Samsung deal averts strike but raises wider labour concerns

Samsung Electronics workers in South Korea approved a pay and bonus agreement on Wednesday that avoided a planned 18-day strike threatening global chip supplies while setting a precedent likely to intensify labour demands across the country’s largest companies.

The government-mediated deal was backed by 74 per cent of more than 62,000 union members after five months of negotiations tied to soaring profits in Samsung’s semiconductor division. Reuters reported that Samsung agreed to allocate 10.5 per cent of semiconductor operating profit to special bonuses for chip workers, with some employees set to receive total payouts of about $416,000 this year.

The agreement covers around 78,000 employees, slightly more than 60 per cent of Samsung’s workforce, according to Deutsche Welle. It includes an average wage increase of 6.2 per cent and introduces a new 10-year performance bonus system for semiconductor staff as demand for artificial intelligence chips boosts earnings across the industry.

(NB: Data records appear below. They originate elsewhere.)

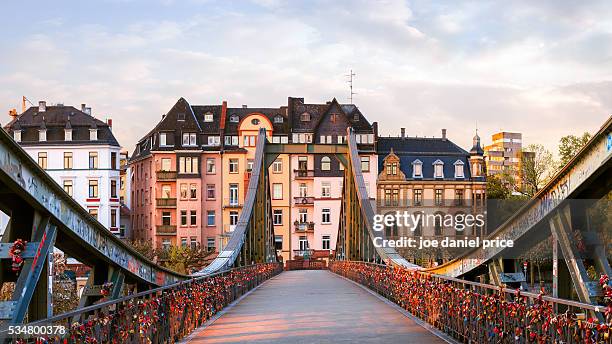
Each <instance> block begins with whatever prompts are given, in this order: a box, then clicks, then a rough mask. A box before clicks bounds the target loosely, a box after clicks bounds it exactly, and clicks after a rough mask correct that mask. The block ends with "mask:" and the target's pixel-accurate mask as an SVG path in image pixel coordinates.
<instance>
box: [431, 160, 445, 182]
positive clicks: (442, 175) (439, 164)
mask: <svg viewBox="0 0 612 344" xmlns="http://www.w3.org/2000/svg"><path fill="white" fill-rule="evenodd" d="M433 165H434V178H444V163H443V162H442V160H440V159H438V160H436V161H434V163H433Z"/></svg>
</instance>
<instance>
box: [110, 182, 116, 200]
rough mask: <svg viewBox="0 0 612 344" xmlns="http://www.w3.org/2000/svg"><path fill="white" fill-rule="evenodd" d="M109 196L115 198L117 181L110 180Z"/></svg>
mask: <svg viewBox="0 0 612 344" xmlns="http://www.w3.org/2000/svg"><path fill="white" fill-rule="evenodd" d="M111 198H117V181H116V180H111Z"/></svg>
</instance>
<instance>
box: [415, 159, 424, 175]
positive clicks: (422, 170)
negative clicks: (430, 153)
mask: <svg viewBox="0 0 612 344" xmlns="http://www.w3.org/2000/svg"><path fill="white" fill-rule="evenodd" d="M412 178H423V163H422V162H421V160H419V159H417V160H415V161H413V162H412Z"/></svg>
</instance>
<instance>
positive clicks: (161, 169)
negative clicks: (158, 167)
mask: <svg viewBox="0 0 612 344" xmlns="http://www.w3.org/2000/svg"><path fill="white" fill-rule="evenodd" d="M171 166H172V160H171V159H170V158H162V166H161V167H162V169H161V170H162V171H170V170H171V169H172V167H171Z"/></svg>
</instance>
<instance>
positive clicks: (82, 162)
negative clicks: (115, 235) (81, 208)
mask: <svg viewBox="0 0 612 344" xmlns="http://www.w3.org/2000/svg"><path fill="white" fill-rule="evenodd" d="M11 117H12V119H11V121H10V122H9V123H8V124H7V125H6V126H5V127H4V129H5V130H6V131H7V132H8V133H9V134H10V135H12V137H13V138H14V140H15V141H16V142H18V143H19V144H20V145H21V146H22V147H23V149H24V150H25V151H26V152H27V153H28V154H29V155H30V156H31V157H32V158H33V159H34V160H35V161H38V164H39V165H40V166H41V167H42V168H43V169H45V170H46V172H47V173H48V174H49V175H50V176H51V177H52V178H53V179H54V180H55V181H56V182H57V183H58V184H59V185H60V186H63V188H64V190H65V191H66V192H67V193H68V194H69V195H71V196H72V197H73V198H74V199H75V200H76V201H77V202H79V204H81V205H82V206H83V207H84V208H85V209H87V210H88V211H89V213H90V214H91V215H92V216H93V217H95V218H97V219H98V221H99V222H100V223H102V224H103V225H104V226H105V227H107V228H108V229H110V230H111V231H112V232H114V233H116V234H119V221H120V208H121V203H120V200H119V180H120V179H119V152H120V150H121V147H120V146H119V143H118V142H117V140H116V139H115V136H114V135H113V132H112V121H111V120H110V119H109V120H107V122H102V121H100V120H98V119H96V118H95V117H93V116H92V114H91V108H90V107H86V106H85V104H81V109H80V110H79V109H77V108H75V107H73V106H65V105H62V104H57V105H54V106H47V104H46V102H45V101H40V102H39V105H38V106H33V107H30V108H29V109H27V110H26V111H25V112H23V113H21V114H17V113H16V112H15V111H12V112H11Z"/></svg>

Reuters reported that the deal marks only the second time a major South Korean company has formally linked bonuses to a fixed share of operating profit, following similar moves by rival chipmaker SK Hynix. Kim Keechang, a law professor at Korea University, told Reuters that “it might be only the beginning” of broader demands from organised labour at other large companies.

South Korean President Lee Jae Myung expressed concern about the structure of the arrangement before the deal was finalised. “Even investors receive dividends from net income after taxes are paid, don’t they?” Lee told a cabinet meeting last week, according to Reuters.

Business groups and shareholders have criticised the agreement’s implications for corporate governance and profitability. The Korea Enterprises Federation said in a statement that the deal reflected Samsung’s “special circumstances” and warned against “excessive bonus demands across industry”.

Reuters reported that tensions have already emerged within Samsung because the agreement disproportionately benefits workers in the profitable memory chip division. A smaller union representing consumer electronics staff has sought a court injunction to block the deal after withdrawing from negotiations earlier this year.

Samsung’s first-quarter operating profit rose roughly 750 per cent year-on-year, while the company’s market capitalisation surpassed $1 trillion this month, according to Deutsche Welle. Reuters separately reported that Samsung plans to invest 39 trillion dong, equivalent to $1.5 billion, in a semiconductor testing plant in Vietnam focused on legacy memory chips, with operations expected to begin in 2027.